Tuesday, January 08, 2008
The guns come out:
Pour out a little liquor to the inoperability of an MNF-I talking point. Brig. General Ed Cardon, November 28, 2007:

INT: I just wanted to ask who is financing and arming the awakening troops? Is it the Iraqi troops or the American troops? Who’s supporting them? Thank you.

BRIG. GEN. CARDON:Okay. As I stated earlier, we do not arm or provide ammunition to any of these groups in our area. For payment, that is done with monies from coalition forces at this time.

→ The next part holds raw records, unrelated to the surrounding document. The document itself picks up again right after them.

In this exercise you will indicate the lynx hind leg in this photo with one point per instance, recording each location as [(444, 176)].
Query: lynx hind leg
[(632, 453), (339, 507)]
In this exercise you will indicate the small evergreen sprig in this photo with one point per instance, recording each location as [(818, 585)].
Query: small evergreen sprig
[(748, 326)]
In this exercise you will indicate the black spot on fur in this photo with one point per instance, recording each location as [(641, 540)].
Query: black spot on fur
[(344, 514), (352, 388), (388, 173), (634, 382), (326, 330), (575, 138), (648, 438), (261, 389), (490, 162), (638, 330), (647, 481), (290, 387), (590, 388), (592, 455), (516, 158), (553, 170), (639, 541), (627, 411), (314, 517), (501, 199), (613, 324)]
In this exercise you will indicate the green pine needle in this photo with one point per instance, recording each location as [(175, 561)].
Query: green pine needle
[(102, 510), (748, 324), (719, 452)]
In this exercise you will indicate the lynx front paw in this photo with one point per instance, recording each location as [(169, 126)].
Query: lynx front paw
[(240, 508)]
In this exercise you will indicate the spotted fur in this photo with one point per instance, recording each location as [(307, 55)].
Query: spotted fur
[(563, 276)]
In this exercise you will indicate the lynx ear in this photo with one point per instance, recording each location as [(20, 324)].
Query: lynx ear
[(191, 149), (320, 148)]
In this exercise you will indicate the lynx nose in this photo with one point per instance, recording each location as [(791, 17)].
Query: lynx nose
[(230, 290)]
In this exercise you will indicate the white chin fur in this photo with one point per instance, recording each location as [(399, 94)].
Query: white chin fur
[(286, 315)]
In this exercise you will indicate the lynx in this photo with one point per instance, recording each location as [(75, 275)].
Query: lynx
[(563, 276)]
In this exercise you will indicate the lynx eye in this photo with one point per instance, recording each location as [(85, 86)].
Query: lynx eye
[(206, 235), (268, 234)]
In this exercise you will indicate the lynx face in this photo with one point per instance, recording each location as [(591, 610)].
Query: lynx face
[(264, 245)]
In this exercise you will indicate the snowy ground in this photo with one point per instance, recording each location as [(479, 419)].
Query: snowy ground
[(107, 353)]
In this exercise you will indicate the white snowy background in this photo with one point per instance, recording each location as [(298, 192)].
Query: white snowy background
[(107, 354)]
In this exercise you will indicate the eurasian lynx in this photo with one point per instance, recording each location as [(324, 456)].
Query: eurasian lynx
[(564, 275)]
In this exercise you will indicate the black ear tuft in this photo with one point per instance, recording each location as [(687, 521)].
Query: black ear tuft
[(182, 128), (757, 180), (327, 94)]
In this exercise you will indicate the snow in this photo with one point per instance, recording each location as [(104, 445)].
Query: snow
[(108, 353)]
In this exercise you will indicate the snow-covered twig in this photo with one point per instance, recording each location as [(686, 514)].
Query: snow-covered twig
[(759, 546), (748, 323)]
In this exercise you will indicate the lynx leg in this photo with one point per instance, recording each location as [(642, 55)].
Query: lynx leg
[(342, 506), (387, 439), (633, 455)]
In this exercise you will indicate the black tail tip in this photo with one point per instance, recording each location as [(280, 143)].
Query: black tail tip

Captain David Underwood, The Washington Post, January 8, 2008:

Saad Mahami wanted more firepower. He didn't trust the Iraqi government to give him support, so inside Patrol Base Whiskey, at the edge of this village south of Baghdad, he told U.S. commanders that his 71 Sunni fighters needed additional weapons to fight the insurgent group al-Qaeda in Iraq.

As he listened to Mahami's demand, Capt. David Underwood reminded his superiors that Mahami's men -- all members of a U.S.-backed Sunni paramilitary movement called Sahwa, or "Awakening" -- were already buying arms with U.S. reward money for finding enemy ammunition dumps. "And as we confiscate weapons, we hand them to Saad Mahami," Underwood told Maj. Gen. Rick Lynch, the top commander in the region, during their meeting with the Iraqi.